Football League World
·15 May 2025
Rob Couhig makes claim on ownership problem in English football after Dai Yongge issues at Reading FC

Football League World
·15 May 2025
The years of suffering under Yongge's iron fist are finally over.
Rob Couhig, the new owner of Reading FC, has appeared to take a shot at former custodian Dai Yongge after the American completed the takeover of the club.
14th May 2025: a momentous day in the history of Reading Football Club, but, honestly, one that should never have come to fruition in the first place. No club should have to face the strain that they were put under.
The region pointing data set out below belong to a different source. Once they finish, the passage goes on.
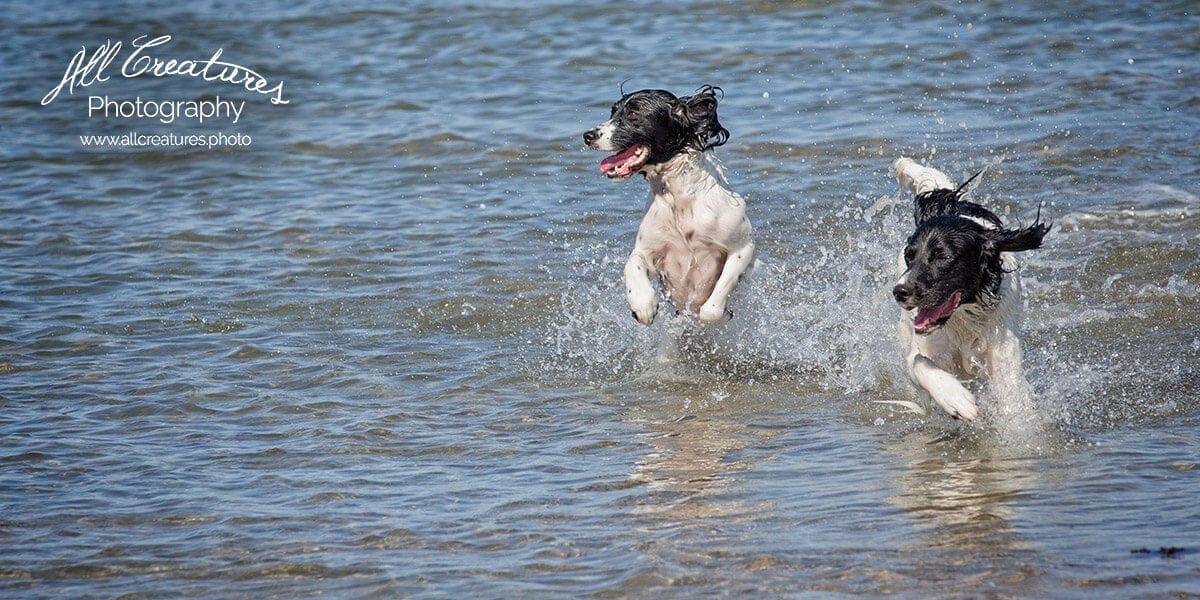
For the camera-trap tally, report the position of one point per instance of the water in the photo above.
(383, 351)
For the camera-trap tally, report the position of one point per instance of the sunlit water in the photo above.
(384, 351)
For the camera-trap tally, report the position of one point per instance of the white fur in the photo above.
(976, 343)
(605, 141)
(693, 217)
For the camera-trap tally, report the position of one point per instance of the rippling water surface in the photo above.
(383, 349)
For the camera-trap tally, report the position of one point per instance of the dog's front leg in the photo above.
(641, 295)
(736, 265)
(942, 387)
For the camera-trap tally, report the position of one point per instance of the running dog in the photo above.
(695, 237)
(960, 297)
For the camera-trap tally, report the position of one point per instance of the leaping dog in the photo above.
(695, 237)
(960, 295)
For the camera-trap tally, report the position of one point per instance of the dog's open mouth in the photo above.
(625, 162)
(929, 319)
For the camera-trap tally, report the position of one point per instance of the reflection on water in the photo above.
(960, 489)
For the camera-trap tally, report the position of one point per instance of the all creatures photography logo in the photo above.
(90, 69)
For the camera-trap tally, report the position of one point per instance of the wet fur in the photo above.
(695, 237)
(959, 247)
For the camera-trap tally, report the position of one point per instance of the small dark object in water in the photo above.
(1165, 551)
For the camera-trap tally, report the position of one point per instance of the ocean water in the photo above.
(378, 346)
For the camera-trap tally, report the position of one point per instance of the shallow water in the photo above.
(383, 349)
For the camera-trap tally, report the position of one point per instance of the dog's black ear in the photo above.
(699, 112)
(1019, 240)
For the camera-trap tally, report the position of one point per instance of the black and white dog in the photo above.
(695, 237)
(961, 300)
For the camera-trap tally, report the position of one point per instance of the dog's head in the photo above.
(953, 258)
(653, 126)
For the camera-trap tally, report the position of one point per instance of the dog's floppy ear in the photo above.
(1019, 240)
(700, 113)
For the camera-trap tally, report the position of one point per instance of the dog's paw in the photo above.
(645, 315)
(709, 313)
(958, 401)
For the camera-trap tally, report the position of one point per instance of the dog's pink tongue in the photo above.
(928, 317)
(616, 165)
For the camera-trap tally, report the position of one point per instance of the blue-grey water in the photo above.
(383, 351)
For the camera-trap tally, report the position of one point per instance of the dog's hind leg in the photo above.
(736, 265)
(918, 179)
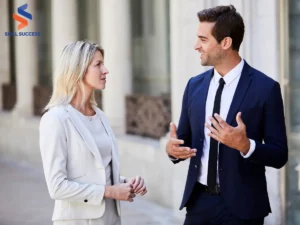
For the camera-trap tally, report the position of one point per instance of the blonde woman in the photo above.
(78, 147)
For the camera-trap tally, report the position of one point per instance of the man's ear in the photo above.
(226, 43)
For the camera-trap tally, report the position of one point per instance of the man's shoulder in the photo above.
(262, 78)
(200, 77)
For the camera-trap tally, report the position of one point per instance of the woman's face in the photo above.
(95, 77)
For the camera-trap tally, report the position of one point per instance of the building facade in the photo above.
(149, 53)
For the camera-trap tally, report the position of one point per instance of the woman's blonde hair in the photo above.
(68, 79)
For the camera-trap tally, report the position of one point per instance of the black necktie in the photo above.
(213, 150)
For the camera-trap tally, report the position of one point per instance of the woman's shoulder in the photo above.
(58, 113)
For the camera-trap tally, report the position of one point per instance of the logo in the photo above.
(22, 19)
(23, 22)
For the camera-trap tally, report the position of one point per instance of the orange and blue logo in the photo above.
(22, 18)
(23, 22)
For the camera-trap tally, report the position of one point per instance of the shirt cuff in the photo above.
(251, 150)
(172, 158)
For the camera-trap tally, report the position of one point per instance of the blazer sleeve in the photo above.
(53, 147)
(274, 151)
(184, 130)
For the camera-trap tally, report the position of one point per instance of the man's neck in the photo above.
(227, 65)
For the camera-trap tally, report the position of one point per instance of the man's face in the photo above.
(208, 47)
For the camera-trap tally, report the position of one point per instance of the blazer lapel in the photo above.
(85, 134)
(240, 92)
(115, 157)
(201, 101)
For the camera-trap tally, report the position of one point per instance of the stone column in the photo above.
(115, 36)
(64, 27)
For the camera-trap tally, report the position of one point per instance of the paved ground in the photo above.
(25, 200)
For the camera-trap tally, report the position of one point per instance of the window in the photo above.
(150, 47)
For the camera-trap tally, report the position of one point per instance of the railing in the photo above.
(148, 116)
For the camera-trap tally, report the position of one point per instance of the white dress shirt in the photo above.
(231, 81)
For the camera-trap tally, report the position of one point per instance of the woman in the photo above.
(78, 147)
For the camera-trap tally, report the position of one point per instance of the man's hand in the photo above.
(138, 185)
(122, 192)
(173, 149)
(233, 137)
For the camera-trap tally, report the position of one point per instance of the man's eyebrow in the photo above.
(202, 37)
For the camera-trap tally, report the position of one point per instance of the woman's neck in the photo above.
(84, 108)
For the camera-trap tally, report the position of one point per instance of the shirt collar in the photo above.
(231, 75)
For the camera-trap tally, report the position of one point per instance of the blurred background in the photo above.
(149, 52)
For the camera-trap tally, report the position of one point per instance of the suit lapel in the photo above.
(240, 92)
(201, 100)
(84, 133)
(115, 157)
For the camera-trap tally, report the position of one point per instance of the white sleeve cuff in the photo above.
(172, 158)
(251, 150)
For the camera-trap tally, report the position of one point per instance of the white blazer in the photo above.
(73, 166)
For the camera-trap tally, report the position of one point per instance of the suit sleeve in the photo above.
(274, 151)
(53, 147)
(184, 130)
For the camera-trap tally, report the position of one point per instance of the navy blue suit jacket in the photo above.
(242, 180)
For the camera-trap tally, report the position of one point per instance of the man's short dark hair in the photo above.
(228, 23)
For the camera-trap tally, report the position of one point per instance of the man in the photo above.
(231, 126)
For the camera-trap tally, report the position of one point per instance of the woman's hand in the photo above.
(138, 184)
(123, 192)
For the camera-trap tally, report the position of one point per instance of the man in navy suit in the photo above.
(231, 127)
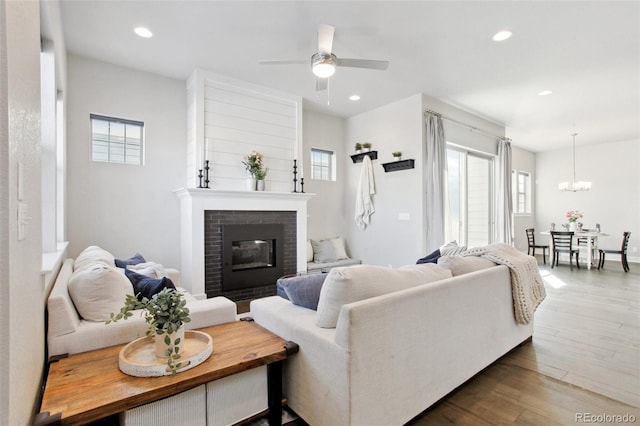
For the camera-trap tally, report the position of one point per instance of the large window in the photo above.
(470, 195)
(322, 164)
(521, 189)
(116, 140)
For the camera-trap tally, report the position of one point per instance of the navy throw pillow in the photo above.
(303, 290)
(133, 260)
(144, 286)
(430, 258)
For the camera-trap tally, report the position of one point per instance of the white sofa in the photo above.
(392, 356)
(68, 332)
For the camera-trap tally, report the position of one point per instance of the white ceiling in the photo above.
(587, 53)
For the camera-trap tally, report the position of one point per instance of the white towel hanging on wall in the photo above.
(364, 200)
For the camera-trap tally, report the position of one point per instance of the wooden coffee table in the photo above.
(89, 386)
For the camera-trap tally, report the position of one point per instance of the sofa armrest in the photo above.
(316, 379)
(208, 312)
(174, 275)
(63, 317)
(443, 332)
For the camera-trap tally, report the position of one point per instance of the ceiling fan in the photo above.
(324, 62)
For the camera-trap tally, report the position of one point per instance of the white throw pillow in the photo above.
(93, 255)
(309, 251)
(323, 251)
(463, 265)
(353, 283)
(452, 249)
(98, 291)
(149, 269)
(338, 248)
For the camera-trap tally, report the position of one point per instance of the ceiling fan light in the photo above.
(323, 64)
(324, 70)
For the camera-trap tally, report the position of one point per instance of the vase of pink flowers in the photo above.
(573, 216)
(253, 163)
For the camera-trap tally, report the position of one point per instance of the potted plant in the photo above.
(166, 312)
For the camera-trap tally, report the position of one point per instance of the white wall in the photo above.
(388, 240)
(21, 287)
(614, 198)
(326, 209)
(125, 208)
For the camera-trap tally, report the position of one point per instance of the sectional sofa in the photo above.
(99, 288)
(385, 344)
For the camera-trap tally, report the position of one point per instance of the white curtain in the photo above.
(436, 174)
(504, 206)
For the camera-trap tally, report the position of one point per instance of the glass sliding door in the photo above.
(470, 195)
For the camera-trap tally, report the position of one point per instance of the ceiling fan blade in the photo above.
(325, 38)
(284, 62)
(321, 84)
(362, 63)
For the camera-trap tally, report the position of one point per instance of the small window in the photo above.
(521, 191)
(322, 164)
(116, 140)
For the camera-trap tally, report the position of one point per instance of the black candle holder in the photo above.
(295, 172)
(206, 174)
(199, 178)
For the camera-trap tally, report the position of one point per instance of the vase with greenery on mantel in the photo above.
(253, 163)
(166, 312)
(260, 175)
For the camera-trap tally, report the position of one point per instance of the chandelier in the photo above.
(574, 186)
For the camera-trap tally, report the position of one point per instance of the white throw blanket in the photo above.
(366, 188)
(527, 287)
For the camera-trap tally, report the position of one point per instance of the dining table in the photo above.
(590, 236)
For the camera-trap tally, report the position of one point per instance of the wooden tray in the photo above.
(138, 358)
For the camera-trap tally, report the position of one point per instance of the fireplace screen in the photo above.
(252, 254)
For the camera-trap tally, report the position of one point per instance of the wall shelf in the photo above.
(395, 166)
(357, 158)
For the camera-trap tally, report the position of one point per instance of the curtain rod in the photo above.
(459, 123)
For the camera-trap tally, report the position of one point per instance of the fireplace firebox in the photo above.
(252, 255)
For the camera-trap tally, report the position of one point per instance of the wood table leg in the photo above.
(274, 389)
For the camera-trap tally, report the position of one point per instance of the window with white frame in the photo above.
(470, 194)
(521, 192)
(322, 164)
(116, 140)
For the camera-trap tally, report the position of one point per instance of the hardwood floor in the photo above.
(583, 365)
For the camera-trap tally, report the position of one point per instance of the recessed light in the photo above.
(502, 35)
(143, 32)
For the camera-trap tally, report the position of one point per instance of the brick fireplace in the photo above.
(203, 212)
(246, 251)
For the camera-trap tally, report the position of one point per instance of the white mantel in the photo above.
(195, 201)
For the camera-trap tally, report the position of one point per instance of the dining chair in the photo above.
(531, 249)
(563, 243)
(584, 242)
(622, 252)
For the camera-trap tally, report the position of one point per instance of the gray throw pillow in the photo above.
(303, 290)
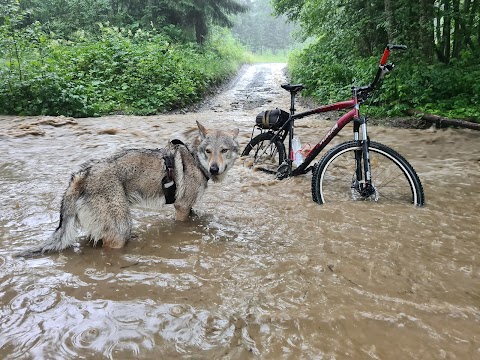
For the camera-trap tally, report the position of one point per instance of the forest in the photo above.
(440, 72)
(95, 57)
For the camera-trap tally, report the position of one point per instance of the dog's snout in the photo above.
(214, 169)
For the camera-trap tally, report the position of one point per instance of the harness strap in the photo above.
(180, 142)
(168, 182)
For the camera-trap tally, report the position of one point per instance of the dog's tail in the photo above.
(65, 234)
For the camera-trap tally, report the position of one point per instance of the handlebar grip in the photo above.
(396, 47)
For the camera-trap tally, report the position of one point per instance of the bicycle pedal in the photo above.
(284, 171)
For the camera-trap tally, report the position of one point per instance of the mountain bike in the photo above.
(355, 170)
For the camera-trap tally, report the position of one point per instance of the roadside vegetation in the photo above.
(95, 68)
(439, 74)
(89, 58)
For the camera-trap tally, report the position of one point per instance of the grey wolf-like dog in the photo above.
(99, 196)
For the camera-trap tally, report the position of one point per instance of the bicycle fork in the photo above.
(362, 184)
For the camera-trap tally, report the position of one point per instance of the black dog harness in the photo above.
(168, 182)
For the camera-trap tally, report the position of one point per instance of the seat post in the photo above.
(292, 102)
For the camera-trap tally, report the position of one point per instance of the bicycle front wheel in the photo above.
(264, 154)
(394, 180)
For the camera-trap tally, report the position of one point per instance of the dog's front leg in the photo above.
(182, 212)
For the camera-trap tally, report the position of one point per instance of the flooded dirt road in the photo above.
(261, 271)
The weight has finally been lifted from their shoulders by Couhig, his business partner, Todd Trosclair, and everyone else associated with Redwood Holdings Ltd, whose purchase of 100 percent of the Royals' shares, as well as the Select Car Leasing Stadium and the club's Bearwood training facility, was confirmed on Wednesday.
An agreement in principle for Yongge to sell to Couhig and Trosclair was announced on the final day of the 2024/25 season, when Noel Hunt's side failed to reach the play-offs, after the previous owner was ordered to sell by the EFL after he was disqualified as an owner/director.
Now that Yongge is officially no longer connected to the club, his successor has taken the opportunity to send a strong message to his new adoring supporters, as well as a dig at the man he has just secured a deal with.
On the assurances he can give Reading supporters going forward, Couhig told Sky Sports: "Well nobody can really assure anybody of anything, except to say 'look at the past'.
"When we ran Wycombe, I think most people would say that we ran it as an exemplary example of how a club should be run. You run it with integrity, you run it honestly, you run it transparently and, most importantly, you run it with financial discipline.
"I think one of the problems with English football is that too many people get involved in football and see it as a big toy, and so they buy the toy, and they grow tired of the toy, and then, shockingly, they don’t want to put more money into it.
"We have always believed that the right way to club - any business - is you let the club generate the revenues on which it will succeed. Now, what is silly about it is that the club, without radical revision, won't generate enough revenue to do what we want to do, which is compete and succeed and get promoted up the pyramid."
The lawyer didn't take the Chairboys to great heights in the way that other former third tier clubs like Ipswich Town have shot up the English league ranks, but they were nothing if not a stable, solid club under his stewardship.
Wycombe won promotion to the Championship in 2020 and, when they came back down, maintained themselves as an upper-end League One outfit.
Reading have done extremely well to survive and then thrive in this division these last couple of terms. The conditions that everyone, from the manager, to the players, to the staff behind the scenes, have had to work under - they're the real heroes for keeping the club ticking despite all the chaos.
Couhig's solid approach to football ownership should only enhance their chances of success. Brighter days are certainly ahead.